Nextstop

When looking for new spots in your city, user-review sites're a great resource, provided the place you're researching isn't shuttered by the time you've slogged through Kelly W.'s totally steamy interactions with the cute waiter, the very day after her ferret got sick. Hey Kelly, STFU: Nextstop.

SOMA-based Nextstop's a beta repository for only-positive reviews of businesses and landmarks worldwide, arranged around the holy tenet of brevity; users are heavy-handedly encouraged, via a Twitter-style counter, to limit descriptions to 160 characters -- and miraculously, virtually all of them do!!! Start by punching in a location, cuisine-type, and/or activity, and up'll pop all applicable recs (ranked by relevance, and accompanied by a photo, location/contact info, etc), plus a set of users' applicable guides, which're just individual spots grouped together around a theme, like "Places To Blow Your Tax Refund" or "Places Your Dog Will Love", but somehow, no "Places To Blow Your Dog" (hey, it's still in beta).
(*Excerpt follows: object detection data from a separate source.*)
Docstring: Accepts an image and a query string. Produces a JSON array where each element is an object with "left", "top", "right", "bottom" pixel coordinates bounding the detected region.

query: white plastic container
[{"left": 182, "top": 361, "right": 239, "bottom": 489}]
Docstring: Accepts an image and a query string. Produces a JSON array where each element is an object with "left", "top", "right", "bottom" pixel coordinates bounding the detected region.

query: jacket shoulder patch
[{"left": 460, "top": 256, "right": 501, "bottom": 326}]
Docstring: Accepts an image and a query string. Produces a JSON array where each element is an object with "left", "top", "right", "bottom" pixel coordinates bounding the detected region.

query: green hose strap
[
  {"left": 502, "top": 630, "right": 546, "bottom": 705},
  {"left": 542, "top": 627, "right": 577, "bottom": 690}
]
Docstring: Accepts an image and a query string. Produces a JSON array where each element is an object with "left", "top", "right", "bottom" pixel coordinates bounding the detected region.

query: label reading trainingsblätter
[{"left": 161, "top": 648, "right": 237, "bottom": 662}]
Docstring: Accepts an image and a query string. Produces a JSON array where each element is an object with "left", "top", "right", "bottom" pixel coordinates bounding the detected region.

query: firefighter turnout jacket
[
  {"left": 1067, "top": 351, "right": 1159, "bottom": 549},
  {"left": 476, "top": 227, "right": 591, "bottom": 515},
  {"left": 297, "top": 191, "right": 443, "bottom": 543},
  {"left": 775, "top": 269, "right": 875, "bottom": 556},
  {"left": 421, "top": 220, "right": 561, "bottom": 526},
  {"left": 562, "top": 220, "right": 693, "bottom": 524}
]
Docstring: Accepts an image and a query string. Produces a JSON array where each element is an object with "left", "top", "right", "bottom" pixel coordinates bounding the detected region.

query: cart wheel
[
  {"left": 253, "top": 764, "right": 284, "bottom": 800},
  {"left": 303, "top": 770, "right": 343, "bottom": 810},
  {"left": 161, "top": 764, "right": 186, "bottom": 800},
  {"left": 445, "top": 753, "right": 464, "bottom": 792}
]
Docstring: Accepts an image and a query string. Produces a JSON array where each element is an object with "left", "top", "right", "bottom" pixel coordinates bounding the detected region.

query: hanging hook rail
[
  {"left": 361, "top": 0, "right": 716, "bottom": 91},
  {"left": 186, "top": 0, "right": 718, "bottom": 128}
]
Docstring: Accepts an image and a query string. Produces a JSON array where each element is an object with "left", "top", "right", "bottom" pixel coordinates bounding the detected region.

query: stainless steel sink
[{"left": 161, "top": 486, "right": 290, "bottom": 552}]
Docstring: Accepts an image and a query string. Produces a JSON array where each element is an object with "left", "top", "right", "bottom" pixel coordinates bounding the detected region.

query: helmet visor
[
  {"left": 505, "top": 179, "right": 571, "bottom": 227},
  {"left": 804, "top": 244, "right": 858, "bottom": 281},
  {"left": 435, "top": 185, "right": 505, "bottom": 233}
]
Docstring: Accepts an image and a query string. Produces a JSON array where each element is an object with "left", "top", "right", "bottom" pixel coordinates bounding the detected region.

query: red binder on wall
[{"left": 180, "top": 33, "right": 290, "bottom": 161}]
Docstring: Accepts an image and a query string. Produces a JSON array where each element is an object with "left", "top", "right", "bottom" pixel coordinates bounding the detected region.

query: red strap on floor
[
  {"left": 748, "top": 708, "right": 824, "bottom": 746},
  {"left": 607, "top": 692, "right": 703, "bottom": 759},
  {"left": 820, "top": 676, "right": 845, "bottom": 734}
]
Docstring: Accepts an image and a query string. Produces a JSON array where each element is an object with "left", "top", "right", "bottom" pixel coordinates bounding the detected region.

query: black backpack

When you find recs/lists that're on point, you can "follow" their creators to set up a feed of trusted content generators; to further illuminate who's worth his/her salt, users whose recommendations the community digs get a higher "reputation" score, which J. Jett doesn't give a damn about.

If Nextstop woos you into becoming a regular contributor, you'll discover a badge system of green circles, blue squares, and black diamonds awarded to those who write/interact with other users a lot -- a ski-mountainish system that'll remind you of TravisB's 10,000-word tome reflecting on how ski mountain chili is salty. And how about lattes?